Another difference is the importance of keeping your feet warm. When you arrive home or at someone else’s home you are expected to always take off your shoes before you go inside. There is usually a rug beside the door that has been placed there to be a convenient place to stand on with your bare (or sock-covered) feet before you enter the house. Leaving the rug and walking on the cold ground without shoes is avoided as much as possible. This has been an adjustment for me because, for one, I’m not used to taking my shoes off so much and number two my lack of balance is made apparent to everyone everywhere I go.

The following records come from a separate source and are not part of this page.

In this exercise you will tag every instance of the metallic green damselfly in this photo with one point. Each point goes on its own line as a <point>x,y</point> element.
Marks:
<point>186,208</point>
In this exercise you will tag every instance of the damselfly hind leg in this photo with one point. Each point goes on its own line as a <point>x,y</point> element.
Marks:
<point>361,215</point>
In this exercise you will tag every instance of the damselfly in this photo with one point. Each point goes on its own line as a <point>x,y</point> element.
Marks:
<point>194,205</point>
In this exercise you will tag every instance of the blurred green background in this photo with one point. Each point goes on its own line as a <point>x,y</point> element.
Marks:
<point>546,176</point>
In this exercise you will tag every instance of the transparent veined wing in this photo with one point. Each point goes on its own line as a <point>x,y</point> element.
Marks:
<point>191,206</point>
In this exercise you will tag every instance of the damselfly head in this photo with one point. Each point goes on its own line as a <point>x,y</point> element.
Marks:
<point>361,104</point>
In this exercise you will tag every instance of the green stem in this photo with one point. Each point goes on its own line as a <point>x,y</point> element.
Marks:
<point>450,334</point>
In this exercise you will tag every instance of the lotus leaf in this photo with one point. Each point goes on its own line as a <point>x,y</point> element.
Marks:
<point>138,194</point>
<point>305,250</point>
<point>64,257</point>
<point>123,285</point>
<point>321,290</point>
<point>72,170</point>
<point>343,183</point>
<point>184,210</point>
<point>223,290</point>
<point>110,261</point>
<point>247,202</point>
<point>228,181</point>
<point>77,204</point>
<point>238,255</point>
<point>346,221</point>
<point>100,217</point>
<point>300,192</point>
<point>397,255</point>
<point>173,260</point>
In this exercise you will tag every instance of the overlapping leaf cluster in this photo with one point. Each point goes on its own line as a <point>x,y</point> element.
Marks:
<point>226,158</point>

Lastly, as with your feet you also have to avoid sitting on the ground but this has quite a different reasoning as it isn’t so much to avoid getting sick but in fact to avoid freezing your eggs, both male and female equivalents. Doing so can lower your chances of having children in the future. There are two ways to avoid freezing anything of importance, the first is to simply place something on the ground under you. Similar to the rug used to keep your feet from getting cold. Anything will do: a towel, another item of clothing you aren’t wearing, even a manila folder. When you are especially tired and have no other resources to work with or simply too tired to even bother you can indulge in what is called by PCV’s the Moldovan squat. The Moldovan squat is named as such because it is quite different from the American squat. The main difference being that the knees tend to stay closer to the chest and the feet stay flat on the ground. This position is used most frequently by Moldovan men or younger children, however, it also happens to be the same position for utilizing toiletless bathrooms.

If you are unlucky enough to fall prey to a disease or sickness the easiest cure is vodka, similar in the way you might see whiskey used in America. This is something I have not witnessed as much in my village or with my host mother but other volunteers have told me that no matter what you might complain about the solution to your problem is most likely vodka. And in addition to the benefits of simply drinking vodka it is also be used to relieve sore muscles through the use of a vodka massage. 

As the weather continues to turn toward the lower end of the thermometer I continue to find myself more and more daydreaming of summer. I can already tell this is going to be a very long winter, no matter if it is mild or extreme one. And can you believe that I only have about a month more of school until winter break? Talk about how time flies.